I've known about the company for a few years. All their gear looks awesome, but everything is priced ridiculously high. Too high for me to buy anything from them anyways.


----------



## SimonB (Oct 13, 2010)

Spyder has been making high-quality SKI clothings for as long as I can remember (15+ years). That jacket sure looks great, but I could never justify 700$ for it...


----------



## skipmann (Jan 2, 2009)

DiamondCarver said:


> Looks pretty legit............................... now i just have to find $700.


Spyder has been around for at least 25-30 years and they are legit...they make top-of-the-line gear. That said, you can find comparable stuff for much cheaper. Plus, Spyder is much more ski oriented, style-wise. Just my opinion.

Either way, that's a nice jacket that is full of tech.


----------



## pailhead (Jan 17, 2009)

I dont think that you really need this. This is for people who go posing around in elite ski resorts around Europe. They wear this instead of their fur coats when they want to have a drink on the slopes.


----------



## skipmann (Jan 2, 2009)

pailhead said:


> I dont think that you really need this. This is for people who go posing around in elite ski resorts around Europe. They wear this instead of their fur coats when they want to have a drink on the slopes.

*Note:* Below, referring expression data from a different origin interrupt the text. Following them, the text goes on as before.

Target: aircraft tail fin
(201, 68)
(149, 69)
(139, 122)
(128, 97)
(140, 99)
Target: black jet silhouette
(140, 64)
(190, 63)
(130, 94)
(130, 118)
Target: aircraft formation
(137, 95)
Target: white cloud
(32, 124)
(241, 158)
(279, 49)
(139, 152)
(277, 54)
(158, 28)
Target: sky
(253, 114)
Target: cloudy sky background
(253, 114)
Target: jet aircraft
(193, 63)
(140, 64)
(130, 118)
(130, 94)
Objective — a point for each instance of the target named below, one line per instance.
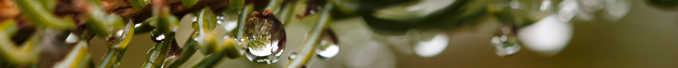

I have to agree with you there...in fact, I was just in Garmisch over the holiday break and saw numerous occurrences of this. There was a group that sat at the D9 restaurant for several hours drinking wine - all while there was a foot of pow all over the mountain.


----------



## Toecutter (Oct 11, 2009)

Spyder has been around some 30 years and they make great stuff. I have a couple pair of Spyder pants that I really like and my wife has a Spyder jacket that she really likes. They've been mostly skiwear but they've been branching out towards boarding gear lately. You can find jackets in their line that cost less than $700, yet they still function great.


----------



## Rufus (Nov 7, 2008)

The resort I am working at this winter issues Spyder outerwear. I've been impressed with the quality and functionality so far.


----------